Viu os sonhos se desfazerem. O futuro, que parecia mais próximo, extinguiu-se languidamente. As ilusões se desfizeram. A fantasia tornou-se pesadelo. No ápice de seus 23 anos, viu-se ainda jovem, mas sozinha. O divórcio prematuro trouxe-lhe uma liberdade desconhecida. Em nova terra desconhecia, entre nova gente desconhecia, sem sonhos, sem desejos, sem ter para onde ir. O divórcio arrancara-lhe de vez a fantasia missionária.
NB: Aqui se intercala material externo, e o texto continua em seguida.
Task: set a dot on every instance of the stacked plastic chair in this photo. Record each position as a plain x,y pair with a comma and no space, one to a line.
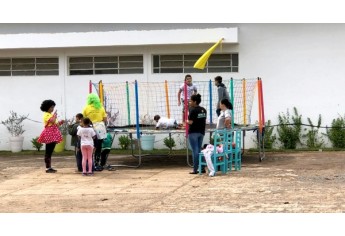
234,149
218,159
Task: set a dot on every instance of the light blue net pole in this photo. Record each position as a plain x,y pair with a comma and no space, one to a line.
232,102
210,92
137,109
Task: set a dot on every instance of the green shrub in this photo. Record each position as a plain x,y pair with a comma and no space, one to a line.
289,129
336,133
36,144
269,137
312,135
124,142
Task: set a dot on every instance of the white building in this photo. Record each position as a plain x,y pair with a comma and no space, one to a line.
301,65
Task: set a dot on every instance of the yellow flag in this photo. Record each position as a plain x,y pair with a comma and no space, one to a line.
201,62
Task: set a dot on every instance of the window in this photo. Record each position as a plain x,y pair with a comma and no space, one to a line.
29,66
106,65
184,63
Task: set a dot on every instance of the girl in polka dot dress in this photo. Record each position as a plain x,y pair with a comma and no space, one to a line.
51,134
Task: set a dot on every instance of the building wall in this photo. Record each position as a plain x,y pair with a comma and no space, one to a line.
300,65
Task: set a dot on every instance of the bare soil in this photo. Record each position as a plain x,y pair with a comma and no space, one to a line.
282,182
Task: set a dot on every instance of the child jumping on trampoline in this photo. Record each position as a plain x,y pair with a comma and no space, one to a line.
166,123
86,135
208,150
191,89
106,147
72,130
224,118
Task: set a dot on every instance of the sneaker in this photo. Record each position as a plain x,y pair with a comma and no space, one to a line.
50,170
98,168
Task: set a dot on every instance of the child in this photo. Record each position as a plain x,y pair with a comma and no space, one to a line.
165,122
72,130
86,135
191,89
207,150
50,134
106,146
224,119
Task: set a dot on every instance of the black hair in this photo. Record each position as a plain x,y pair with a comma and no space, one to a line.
46,104
227,103
156,117
196,98
87,121
218,78
79,116
187,76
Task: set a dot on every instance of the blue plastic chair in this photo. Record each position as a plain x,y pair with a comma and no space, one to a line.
234,149
218,159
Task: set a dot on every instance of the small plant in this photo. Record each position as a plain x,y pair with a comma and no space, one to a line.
313,139
336,133
14,124
169,142
124,142
289,129
269,137
36,144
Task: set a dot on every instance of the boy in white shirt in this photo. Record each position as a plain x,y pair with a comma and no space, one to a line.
165,122
86,135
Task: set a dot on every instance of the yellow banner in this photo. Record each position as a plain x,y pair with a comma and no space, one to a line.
201,62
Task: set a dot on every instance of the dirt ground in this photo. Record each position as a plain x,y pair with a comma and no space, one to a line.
282,182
Não perdeu a fé, mas não soube o que fazer com ela. Passou a viver um dia de cada vez. Sem fantasias, sem sonhos para perseguir, deixou-se ser levada pela vida. ‘Vida leva eu.’ Apaixonou-se novamente e desta vez pensou ser correspondida. Logo percebeu estar novamente enganada. Descobriu que a estrada do amor quase sempre é uma via de mão única.
Aos 30 anos, já na hora de ganhar maturidade, viu-se mais uma vez na estrada do amor e, desta vez, pensou estar em mão dupla. Tornou-se mãe. Cresceu. As fantasias eram recordações do passado. A maternidade levou-a a uma nova dimensão de amor e isso serviu para mostrar-lhe que a estrada do amor nunca é solitária, mas a do romance pode ser. Quase sempre é.
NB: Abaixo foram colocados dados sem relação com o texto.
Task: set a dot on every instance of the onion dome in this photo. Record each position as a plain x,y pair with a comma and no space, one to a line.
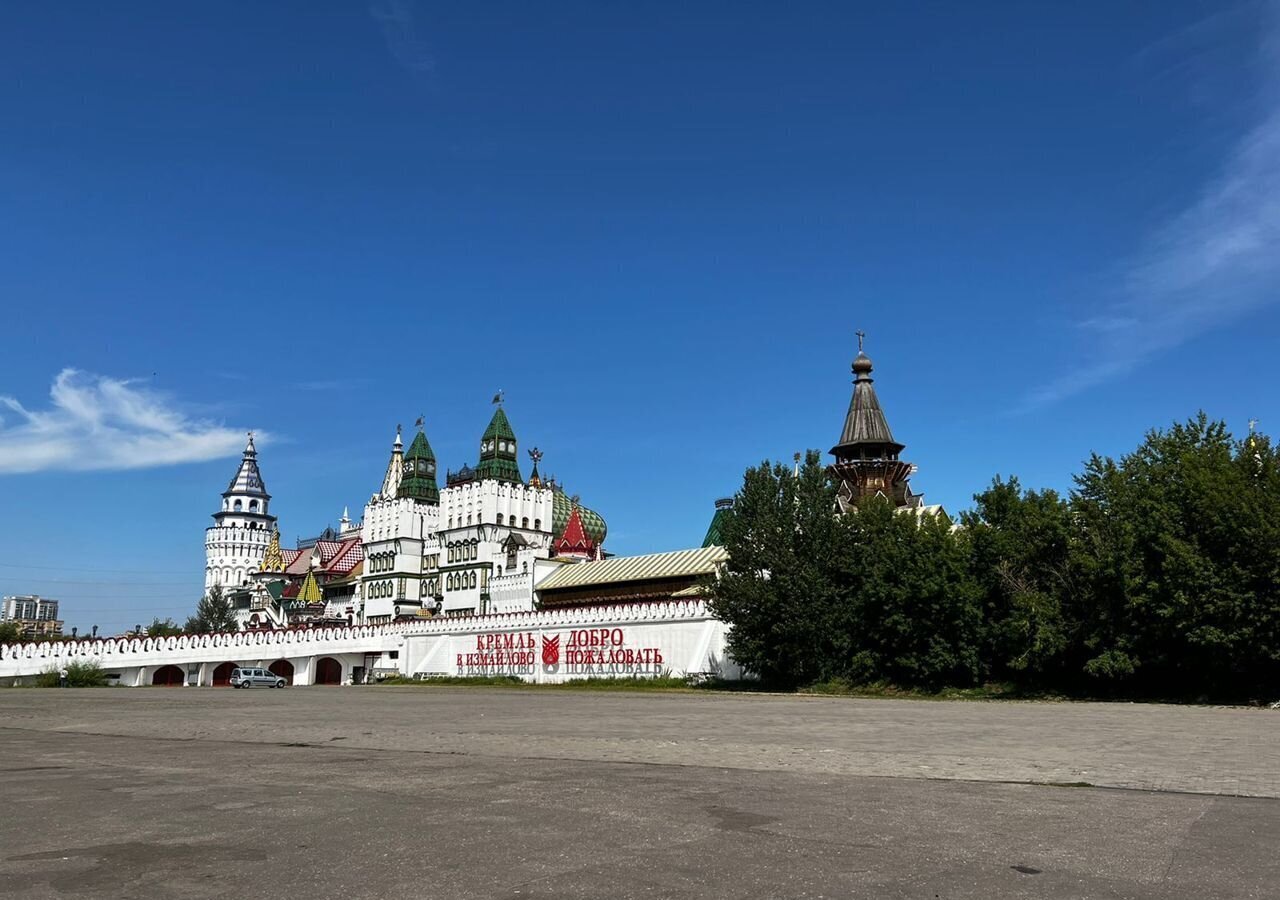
714,531
274,558
309,593
498,451
562,507
865,433
417,480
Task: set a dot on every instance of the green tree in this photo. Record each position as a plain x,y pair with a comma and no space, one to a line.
1023,554
1182,548
165,627
914,613
868,595
214,613
778,590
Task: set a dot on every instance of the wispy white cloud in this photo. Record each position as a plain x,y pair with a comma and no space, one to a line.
1211,263
332,384
400,31
97,423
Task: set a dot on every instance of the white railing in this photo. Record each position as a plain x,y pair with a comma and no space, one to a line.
306,642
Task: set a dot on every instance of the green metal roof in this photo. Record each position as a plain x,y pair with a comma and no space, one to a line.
677,563
593,522
499,426
498,451
419,479
714,534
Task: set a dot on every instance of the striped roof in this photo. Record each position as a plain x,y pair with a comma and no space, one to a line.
677,563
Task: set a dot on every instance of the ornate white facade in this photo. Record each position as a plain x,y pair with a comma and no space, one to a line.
476,547
237,540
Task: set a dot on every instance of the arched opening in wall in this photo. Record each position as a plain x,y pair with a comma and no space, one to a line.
328,671
283,668
223,675
169,676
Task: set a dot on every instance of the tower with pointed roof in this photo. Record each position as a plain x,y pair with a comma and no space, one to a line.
498,460
237,542
417,480
398,521
868,460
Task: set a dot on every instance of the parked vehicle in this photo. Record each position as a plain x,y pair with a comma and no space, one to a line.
256,677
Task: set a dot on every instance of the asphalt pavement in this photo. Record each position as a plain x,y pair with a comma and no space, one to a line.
489,793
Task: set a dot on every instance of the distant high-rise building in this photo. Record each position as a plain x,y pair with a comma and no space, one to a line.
33,615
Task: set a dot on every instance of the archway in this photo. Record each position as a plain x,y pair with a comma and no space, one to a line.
283,668
223,675
169,676
328,671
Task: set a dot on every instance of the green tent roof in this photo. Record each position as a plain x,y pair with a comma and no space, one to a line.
419,479
593,522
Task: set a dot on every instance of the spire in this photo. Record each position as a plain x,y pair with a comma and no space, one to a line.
417,480
535,480
498,450
310,589
394,469
274,558
865,433
247,480
867,457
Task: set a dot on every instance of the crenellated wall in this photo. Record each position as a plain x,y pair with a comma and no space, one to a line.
629,640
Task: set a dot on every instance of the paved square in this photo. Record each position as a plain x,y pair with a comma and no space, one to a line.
488,793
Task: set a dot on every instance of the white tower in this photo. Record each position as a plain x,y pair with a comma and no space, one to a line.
237,540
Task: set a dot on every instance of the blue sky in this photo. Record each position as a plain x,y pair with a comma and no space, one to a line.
656,227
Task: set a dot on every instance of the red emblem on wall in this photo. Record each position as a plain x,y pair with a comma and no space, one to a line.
551,650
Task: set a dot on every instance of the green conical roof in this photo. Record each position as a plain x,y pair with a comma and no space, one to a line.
498,451
499,426
714,534
419,479
562,508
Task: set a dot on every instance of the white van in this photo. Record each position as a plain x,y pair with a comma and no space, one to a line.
256,677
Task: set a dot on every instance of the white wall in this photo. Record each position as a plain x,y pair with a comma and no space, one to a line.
641,639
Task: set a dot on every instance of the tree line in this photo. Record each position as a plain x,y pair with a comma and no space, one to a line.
1156,575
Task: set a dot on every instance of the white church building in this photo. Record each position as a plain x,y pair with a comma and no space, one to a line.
476,547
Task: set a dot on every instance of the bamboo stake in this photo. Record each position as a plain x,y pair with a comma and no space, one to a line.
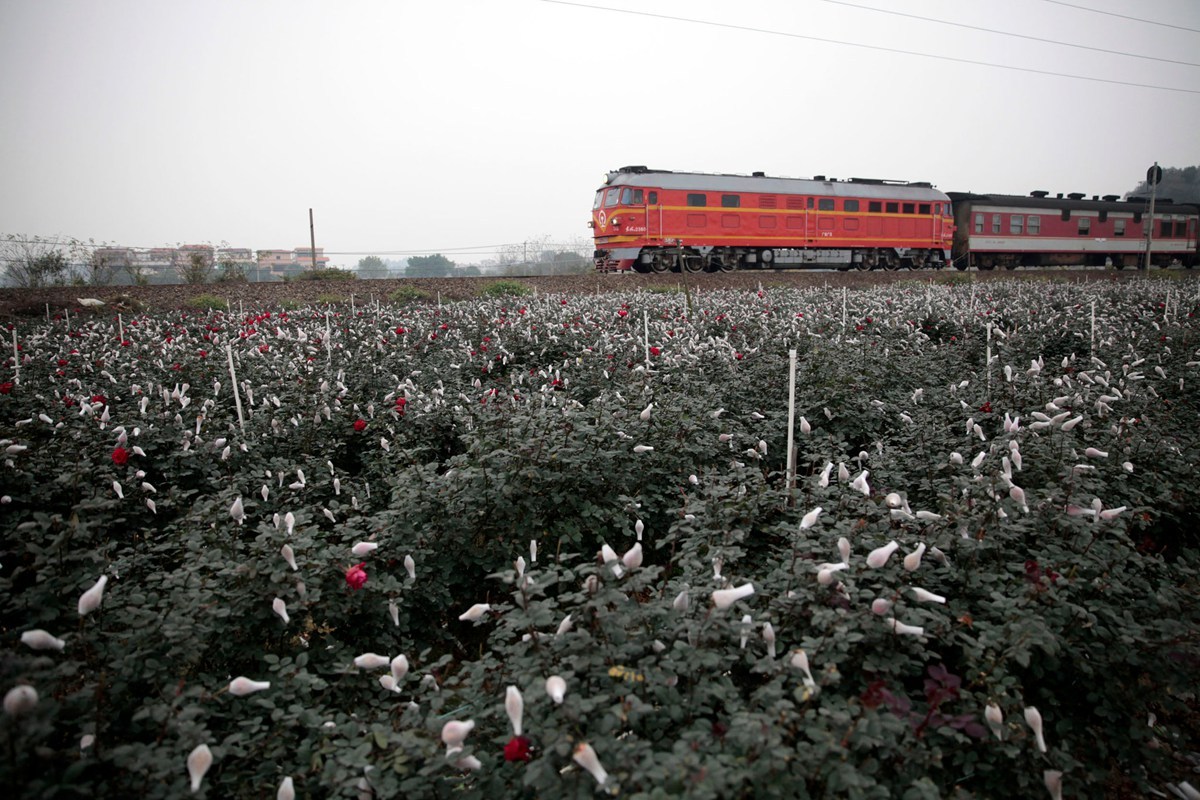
237,391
Vinte e cinco anos depois daquele 30 de janeiro, ela já não é uma jovenzinha sonhadora. O noivo que se casou com aquela jovem noiva já não está deste lado da vida. A noiva que já foi uma jovem sonhadora ainda sofre de ilusões fantasiosas. Não desistiu de esperar companhia na estrada do amor. Segue amando como consegue, tenta servir quem encontra pelo caminho, segue tendo fé (in)suficiente só pra hoje, sem sonhos megalomaníacos de querer salvar o mundo, basta a cada dia se deixar ser salva de si mesma e de seus delírios fantasiosos. A mulher de 44 tenta desesperadamente permanecer com os pés firmes no chão, com o coração teimosamente querendo descansar em quem pode, de fato, salvá-la. Com os pés no chão e os olhos na cruz, ela segue confiando que há um futuro com o qual sonhar e que esse sonho não é ilusão. É uma mania que ela tem: ter fé nos sonhos. Mesmo naqueles que nem os jovens cheios de força e desejo conseguem realizar.